Replace the UnsupportedFormat stub in plan_resize_vhdx (src/crates/resize/src/lib.rs) with a real VHDX grow planner. VHDX has no shrink support upstream in qemu, so phase 5 ships grow only. The planner:

  1. Updates the VirtualDiskSize metadata item (an 8-byte u64 LE at absolute offset metadata_region_offset + 0x10008) to the new size.
  2. If the new size requires more BAT entries than the existing BAT region holds, appends a new BAT region at end of file (preserving old entries plus PAYLOAD_BLOCK_NOT_PRESENT for the new entries) and updates both region-table copies to point at the new BAT.
  3. Commits via the two-header sequence-number dance: the inactive header gets sequence_number + 1 so it becomes the higher-numbered (and thus authoritative) header; the formerly-active header is then bumped to sequence_number + 2 to restore redundancy. Both headers carry CRC-32C checksums computed over their 4 KiB regions.
  4. Leaves log_guid = [0; 16] in both rewritten headers to signal "clean" (no pending log entries). qemu does the same on vhdx_co_truncate.
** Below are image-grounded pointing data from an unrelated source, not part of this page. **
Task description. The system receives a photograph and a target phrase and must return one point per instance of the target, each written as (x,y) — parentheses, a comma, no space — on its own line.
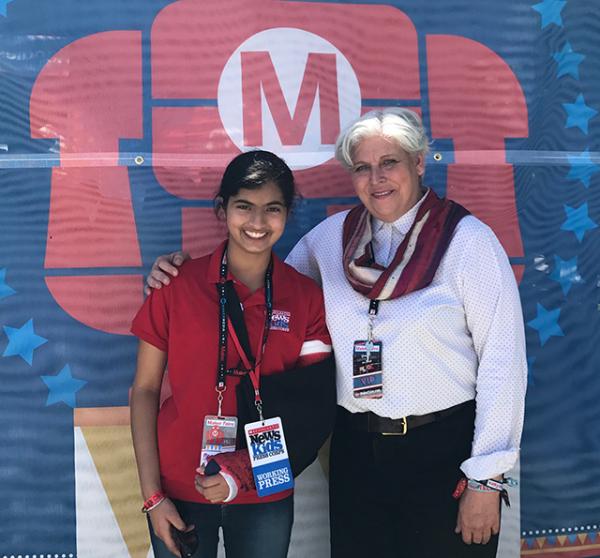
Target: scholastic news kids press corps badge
(269,456)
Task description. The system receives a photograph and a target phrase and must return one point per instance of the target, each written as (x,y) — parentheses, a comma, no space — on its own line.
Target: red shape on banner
(104,302)
(201,232)
(476,100)
(190,150)
(213,35)
(89,96)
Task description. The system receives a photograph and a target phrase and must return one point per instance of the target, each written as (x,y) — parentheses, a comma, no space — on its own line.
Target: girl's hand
(163,518)
(214,487)
(163,268)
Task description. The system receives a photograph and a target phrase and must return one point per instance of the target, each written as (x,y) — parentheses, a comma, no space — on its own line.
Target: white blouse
(461,338)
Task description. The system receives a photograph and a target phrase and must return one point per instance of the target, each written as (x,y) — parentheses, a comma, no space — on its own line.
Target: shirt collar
(403,223)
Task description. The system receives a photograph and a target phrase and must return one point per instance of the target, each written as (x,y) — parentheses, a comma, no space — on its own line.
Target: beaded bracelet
(153,501)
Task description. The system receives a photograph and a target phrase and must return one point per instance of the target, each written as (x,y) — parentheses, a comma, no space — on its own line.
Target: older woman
(425,319)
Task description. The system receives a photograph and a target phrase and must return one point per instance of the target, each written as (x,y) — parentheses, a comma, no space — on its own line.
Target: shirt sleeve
(302,258)
(495,320)
(151,323)
(317,342)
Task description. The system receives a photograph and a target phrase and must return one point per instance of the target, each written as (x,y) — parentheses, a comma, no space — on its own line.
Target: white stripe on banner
(510,532)
(98,533)
(314,347)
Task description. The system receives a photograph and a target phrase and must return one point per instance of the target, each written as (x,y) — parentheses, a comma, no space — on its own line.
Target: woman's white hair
(399,124)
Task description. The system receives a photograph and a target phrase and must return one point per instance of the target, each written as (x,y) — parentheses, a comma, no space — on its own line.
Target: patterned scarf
(417,257)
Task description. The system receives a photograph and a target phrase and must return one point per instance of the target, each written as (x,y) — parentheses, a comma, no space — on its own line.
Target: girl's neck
(250,269)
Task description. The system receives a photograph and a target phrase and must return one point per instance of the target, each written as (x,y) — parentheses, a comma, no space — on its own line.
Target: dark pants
(249,530)
(391,496)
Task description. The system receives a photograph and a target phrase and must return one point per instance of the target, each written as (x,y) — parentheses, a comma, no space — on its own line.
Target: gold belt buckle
(404,429)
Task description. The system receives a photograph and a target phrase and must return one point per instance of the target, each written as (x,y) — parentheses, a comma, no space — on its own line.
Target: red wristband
(461,485)
(153,501)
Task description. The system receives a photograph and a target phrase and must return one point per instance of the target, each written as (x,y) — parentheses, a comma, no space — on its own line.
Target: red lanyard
(225,325)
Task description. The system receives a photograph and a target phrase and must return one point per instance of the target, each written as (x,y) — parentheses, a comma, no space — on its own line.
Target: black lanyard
(222,370)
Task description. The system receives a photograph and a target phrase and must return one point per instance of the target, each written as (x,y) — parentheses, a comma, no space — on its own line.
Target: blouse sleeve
(495,319)
(317,343)
(151,323)
(302,258)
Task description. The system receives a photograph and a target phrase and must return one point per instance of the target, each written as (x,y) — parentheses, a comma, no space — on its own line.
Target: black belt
(370,422)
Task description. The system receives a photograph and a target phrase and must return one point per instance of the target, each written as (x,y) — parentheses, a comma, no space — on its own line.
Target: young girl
(183,324)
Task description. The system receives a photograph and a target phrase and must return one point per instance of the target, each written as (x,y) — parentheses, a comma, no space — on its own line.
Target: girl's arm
(144,405)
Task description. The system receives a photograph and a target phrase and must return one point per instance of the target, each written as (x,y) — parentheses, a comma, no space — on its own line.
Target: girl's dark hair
(253,169)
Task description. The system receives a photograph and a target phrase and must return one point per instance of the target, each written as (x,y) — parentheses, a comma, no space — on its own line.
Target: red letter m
(258,75)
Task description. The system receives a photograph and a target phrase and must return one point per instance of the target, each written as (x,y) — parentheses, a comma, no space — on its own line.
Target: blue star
(63,387)
(5,290)
(550,11)
(565,272)
(3,4)
(582,168)
(578,221)
(568,61)
(546,324)
(579,114)
(22,341)
(530,379)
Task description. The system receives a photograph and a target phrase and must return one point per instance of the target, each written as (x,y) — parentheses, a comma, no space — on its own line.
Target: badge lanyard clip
(373,309)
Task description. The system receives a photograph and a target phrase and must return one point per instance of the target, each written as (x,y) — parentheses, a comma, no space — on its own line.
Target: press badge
(218,436)
(268,456)
(367,373)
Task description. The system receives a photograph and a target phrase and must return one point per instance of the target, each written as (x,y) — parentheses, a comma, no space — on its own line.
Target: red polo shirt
(182,319)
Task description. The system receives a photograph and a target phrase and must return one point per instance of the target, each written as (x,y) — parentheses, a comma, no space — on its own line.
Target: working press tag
(367,373)
(269,456)
(218,436)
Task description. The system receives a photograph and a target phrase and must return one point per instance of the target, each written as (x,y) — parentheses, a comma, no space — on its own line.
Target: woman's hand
(163,518)
(213,487)
(478,516)
(163,268)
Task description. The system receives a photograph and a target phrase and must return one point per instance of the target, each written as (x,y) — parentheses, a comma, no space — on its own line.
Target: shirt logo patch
(280,320)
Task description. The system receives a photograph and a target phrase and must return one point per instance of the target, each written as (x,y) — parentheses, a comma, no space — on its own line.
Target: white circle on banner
(302,70)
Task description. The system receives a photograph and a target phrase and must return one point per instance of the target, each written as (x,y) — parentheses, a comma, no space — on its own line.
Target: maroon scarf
(417,257)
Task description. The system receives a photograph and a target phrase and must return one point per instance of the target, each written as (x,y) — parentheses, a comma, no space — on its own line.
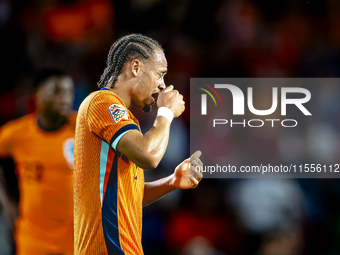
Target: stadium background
(216,38)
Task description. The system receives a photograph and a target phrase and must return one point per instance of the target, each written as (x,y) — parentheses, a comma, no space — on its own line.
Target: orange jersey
(108,187)
(44,168)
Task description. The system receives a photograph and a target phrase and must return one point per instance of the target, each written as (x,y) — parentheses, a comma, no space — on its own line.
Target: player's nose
(161,86)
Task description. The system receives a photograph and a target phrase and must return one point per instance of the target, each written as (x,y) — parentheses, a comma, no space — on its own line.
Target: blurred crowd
(216,38)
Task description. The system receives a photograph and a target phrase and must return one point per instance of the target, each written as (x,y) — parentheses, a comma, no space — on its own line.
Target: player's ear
(135,67)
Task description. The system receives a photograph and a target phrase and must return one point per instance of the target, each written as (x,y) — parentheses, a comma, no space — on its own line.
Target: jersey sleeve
(108,118)
(7,140)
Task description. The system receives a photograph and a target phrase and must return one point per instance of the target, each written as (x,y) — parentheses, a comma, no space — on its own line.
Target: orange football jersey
(44,162)
(108,187)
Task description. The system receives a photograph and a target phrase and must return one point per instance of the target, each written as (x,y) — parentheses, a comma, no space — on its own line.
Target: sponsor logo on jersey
(118,112)
(68,149)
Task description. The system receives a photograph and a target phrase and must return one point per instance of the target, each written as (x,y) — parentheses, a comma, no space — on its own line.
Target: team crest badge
(118,112)
(68,149)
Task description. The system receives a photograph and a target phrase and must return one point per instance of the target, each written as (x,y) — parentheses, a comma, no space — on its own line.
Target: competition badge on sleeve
(118,112)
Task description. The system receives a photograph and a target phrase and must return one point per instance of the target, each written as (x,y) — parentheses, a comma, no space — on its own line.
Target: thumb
(169,88)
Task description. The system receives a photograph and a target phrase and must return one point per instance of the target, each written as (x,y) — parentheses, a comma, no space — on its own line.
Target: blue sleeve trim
(115,142)
(121,132)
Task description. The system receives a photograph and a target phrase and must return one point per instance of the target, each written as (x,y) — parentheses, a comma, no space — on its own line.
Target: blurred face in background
(55,96)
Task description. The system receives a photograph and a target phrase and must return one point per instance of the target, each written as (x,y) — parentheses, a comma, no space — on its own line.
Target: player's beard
(147,108)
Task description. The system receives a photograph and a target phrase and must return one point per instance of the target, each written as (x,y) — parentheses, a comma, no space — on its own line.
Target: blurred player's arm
(8,204)
(147,150)
(187,175)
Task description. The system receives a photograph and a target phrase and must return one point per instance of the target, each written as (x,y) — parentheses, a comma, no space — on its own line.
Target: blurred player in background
(111,151)
(41,145)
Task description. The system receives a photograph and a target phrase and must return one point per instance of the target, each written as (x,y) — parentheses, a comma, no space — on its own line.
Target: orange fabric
(95,129)
(44,169)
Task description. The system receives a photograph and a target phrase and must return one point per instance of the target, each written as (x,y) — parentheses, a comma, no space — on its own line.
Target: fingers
(196,166)
(194,181)
(196,172)
(169,88)
(196,155)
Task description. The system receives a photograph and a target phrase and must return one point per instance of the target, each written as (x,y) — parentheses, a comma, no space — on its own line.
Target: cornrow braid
(125,49)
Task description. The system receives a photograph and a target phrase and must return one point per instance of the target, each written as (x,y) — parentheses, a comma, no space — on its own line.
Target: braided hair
(125,49)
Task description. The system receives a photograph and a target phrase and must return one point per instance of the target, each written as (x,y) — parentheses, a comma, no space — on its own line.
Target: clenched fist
(171,99)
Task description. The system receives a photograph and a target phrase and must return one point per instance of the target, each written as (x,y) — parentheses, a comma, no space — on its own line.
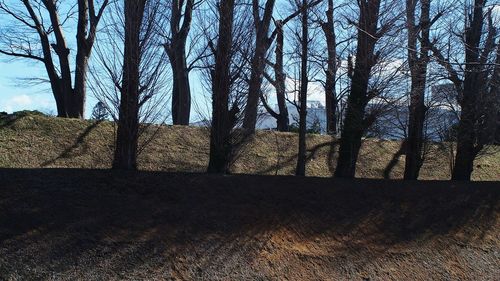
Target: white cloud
(18,102)
(21,100)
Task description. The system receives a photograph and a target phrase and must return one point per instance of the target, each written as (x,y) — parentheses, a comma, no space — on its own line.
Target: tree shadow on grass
(311,154)
(69,152)
(112,225)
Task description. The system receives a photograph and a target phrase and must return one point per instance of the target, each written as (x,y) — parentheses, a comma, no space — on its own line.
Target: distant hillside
(34,140)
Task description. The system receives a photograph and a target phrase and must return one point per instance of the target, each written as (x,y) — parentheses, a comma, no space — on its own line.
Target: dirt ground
(62,224)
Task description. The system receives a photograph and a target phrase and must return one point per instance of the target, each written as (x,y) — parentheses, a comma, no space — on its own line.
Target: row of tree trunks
(128,124)
(354,123)
(418,60)
(222,117)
Shrink is not supported by qemu upstream. The planner rejects shrink with UnsupportedShrink; the master plan's Future-work list does not propose VHDX shrink either.

What the survey turned up

  • VhdxHeader parser (src/crates/vhdx/src/lib.rs:196,210) — fields: signature, checksum, sequence_number (u64 monotonic), log_guid (16 bytes; [0; 16] = clean), plus file_write_guid, data_write_guid, log_offset, log_length. Parser at line 210 validates signature + CRC-32C. The two-header selection rule at line 698: parser picks the header with the higher sequence_number.
  • build_header(buf, sequence_number) (src/crates/vhdx/src/lib.rs:1136) — writes a complete 4 KiB header including CRC-32C at offset 4 and deterministic GUIDs derived from sequence_number bytes. log_guid stays zero.
  • Region table (src/crates/vhdx/src/lib.rs:250,261,1169) — fixed 2 entries (BAT and metadata) at offset 0x30000 and 0x40000. Each entry is GUID + file_offset + length + required. parse_region_table validates CRC-32C; build_region_table writes a fresh table with new BAT/metadata offsets and recomputes the CRC.
  • Metadata region (src/crates/vhdx/src/lib.rs:344,360,1208) — fixed 1 MiB region. Item layout: table header at offsets 0..0xC0; items at 0x10000..0x10028. VirtualDiskSize is the u64 LE at relative offset 0x10008. build_metadata writes the whole 1 MiB region; parse_metadata walks the entries by GUID.
  • BAT entries (src/crates/vhdx/src/lib.rs:158-178,1320) — 8 bytes each, encoding a 3-bit state (in bits 0–2) and an offset (in bits 20–63, MB-aligned). PAYLOAD_BLOCK_NOT_PRESENT = 0 is the unallocated marker. build_bat_entry(state, file_offset) masks correctly.
  • calculate_bat_layout(virtual_size, block_size, logical_sector_size) (src/crates/vhdx/src/lib.rs:1330) — returns (total_bat_entries, chunk_ratio, payload_blocks). Resize calls this for the new size to determine whether BAT must grow.
  • compute_crc32c(data, checksum_offset) (src/crates/vhdx/src/lib.rs:48) — the CRC algorithm used by headers and region tables.
  • plan_vhdx (create crate) — produces a freshly-laid-out VHDX with: file_id @ 0x0, header1 @ 0x10000 (seq=1), header2 @ 0x20000 (seq=2), region tables @ 0x30000 + 0x40000, BAT @ 0x200000 (MB-aligned), metadata @ (BAT region + size). The BAT region in a fresh image is exactly sized — no slack between BAT and metadata — so any grow that needs more BAT entries forces a relocate.

Algorithmic design

Layout-diff: VhdxGrowAction

#[derive(Debug, Clone, Copy, PartialEq, Eq)]
pub(crate) enum VhdxGrowAction {
    /// Virtual size grew but the existing BAT can still hold
    /// every entry; only VirtualDiskSize + the headers change.
    MetadataAndHeaders,
    /// Virtual size grew enough that the BAT needs more entries
    /// than fit in the current region; relocate the BAT to end
    /// of file and update both region-table copies.
    BatGrowRelocate,
}

The decision: compute the target total_bat_entries via calculate_bat_layout(new_virtual_size, block_size, logical_sector_size). If target_total_bat_entries <= current_total_bat_entries, use MetadataAndHeaders. Otherwise BatGrowRelocate.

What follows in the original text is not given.